Tmesiphantes aridai

Scientific classification
- Kingdom: Animalia
- Phylum: Arthropoda
- Subphylum: Chelicerata
- Class: Arachnida
- Order: Araneae
- Infraorder: Mygalomorphae
- Family: Theraphosidae
- Genus: Tmesiphantes
- Species: T. aridai
- Binomial name: Tmesiphantes aridai Gonzalez-Filho, Brescovit, Lucas, 2014

= Tmesiphantes aridai =

- Authority: Gonzalez-Filho, Brescovit, Lucas, 2014

Species of spider

Tmesiphantes aridai is a species of tarantula in the family Theraphosidae, subfamily Theraphosinae.

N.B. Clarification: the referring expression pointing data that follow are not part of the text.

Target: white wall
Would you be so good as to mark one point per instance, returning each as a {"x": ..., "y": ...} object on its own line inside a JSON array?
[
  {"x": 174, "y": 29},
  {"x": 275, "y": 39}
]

The type locality is Floresta Nacional do Tapajós, Santarém, in the state of Pará, Brazil.

== Taxonomy ==
The species was first described by Hector Gonzalez-Filho, Antonio Brescovit and Sylvia Lucas in 2014. The specific name aridai honors Filepe Arida, the grandson of one of the describers.

== Description ==
The male is distinguished from other species by an inconspicuous basal tegular projection on the palps and a tibial apophysis (i.e. a projection) with two similarly sized branches, and the retrolateral one is large and has an apical spine.

The female is identified by the spermathecae; these have inconspicuous constriction on the apex, also the shape of the apex is irregular. Urticating hairs are present in both genders.